Berbeda dengan Amien yang cenderung menempatkan Islam (tepatnya doktrin Islam) pada tataran normatif, Nurcholish Madjid lebih memandang Islam dalam konteks pergumulan dengan realitas sosial-keagamaan dan sosial-politik. Nurcholish menganjurkan perlunya umat Islam Indonesia mencari hubungan yang substantif antara Islam dan politik (demokrasi). Nurcholish termasuk tokoh-pemikir yang menganjurkan umat Islam Indonesia agar mencari nilai-nilai substantif dari ajaran agamanya, bukan terjebak pada atribut-simbolik (seperti mencari hubungan teologis antara nama sebuah partai dengan keyakinan-keagamaan).

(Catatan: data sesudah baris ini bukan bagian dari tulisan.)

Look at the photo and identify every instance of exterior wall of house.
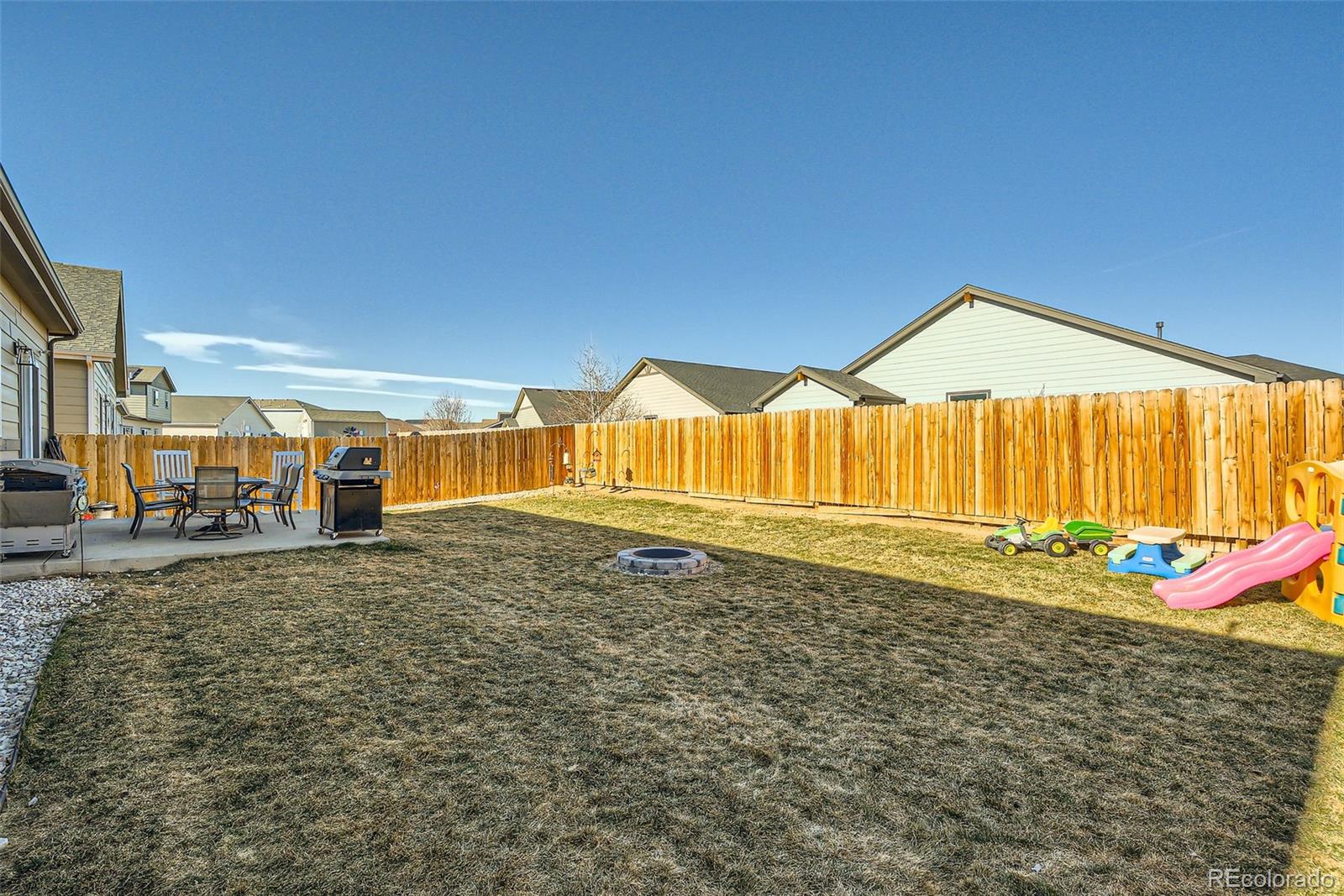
[164,423,218,435]
[513,395,544,428]
[92,361,121,435]
[55,358,89,434]
[121,417,161,435]
[851,300,1248,403]
[621,367,717,419]
[761,379,853,411]
[0,274,49,458]
[163,401,274,435]
[55,351,121,435]
[219,401,273,435]
[313,421,387,437]
[258,407,313,439]
[125,378,172,423]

Namun begitu, Nurcholish tidak berarti menegasikan sama sekali atribut-simbolik (seperti institusi atau partai politik), karena itu juga penting, setidaknya menjadi instrumen bagi pengejewantahan ide-ide yang substantif. Tentu saja ukurannya harus jelas, yaitu bahwa atribut-simbolik tersebut tidak boleh menegasikan nilai-nilai substantif yang ada di dalamnya.

Dalam kaitan tersebut, salah satu cendekiawan muslim yang juga pengamat politik Islam Indonesia, Bahtiar Effendy, menilai bahwa apa yang dilakukan Nurcholish dengan bersedia masuk pada institusi ICMI atau berkampanye untuk PPP pada pemilu 1977, bukanlah penyimpangan dari slogan “Islam Yes, Partai Islam No” yang dilontarkan Nurcholish pada awal 1970 itu. Bahtiar juga menegaskan bahwa pernyataan budayawan Emha Ainun Nadjib, “Islam Yes, Partai Islam Yes” bukanlah secara substansial mengasyaratkan revisi simbolik atas frase Nurcholish tentang  “Islam Yes, Partai Islam No”. 

Pemikiran teologi-keagamaan yang dilontarkan Nurcholish tersebut, terutama kaitan antara sekularisasi dan liberalisasi dengan problematika keberagamaan umat Islam Indonesia, juga bisa dilihat dari pandangannya seputar Islam dan negara, termasuk hubungannya dengan ideologi negara Pancasila. Dalam sebuah wawancara dengan majalah Tempo, edisi 29 Desember 1984, Nurcholish menegaskan bahwa istilah atau perkataan “negara Islam” sebenarnya tidak dikenal dalam sejarah.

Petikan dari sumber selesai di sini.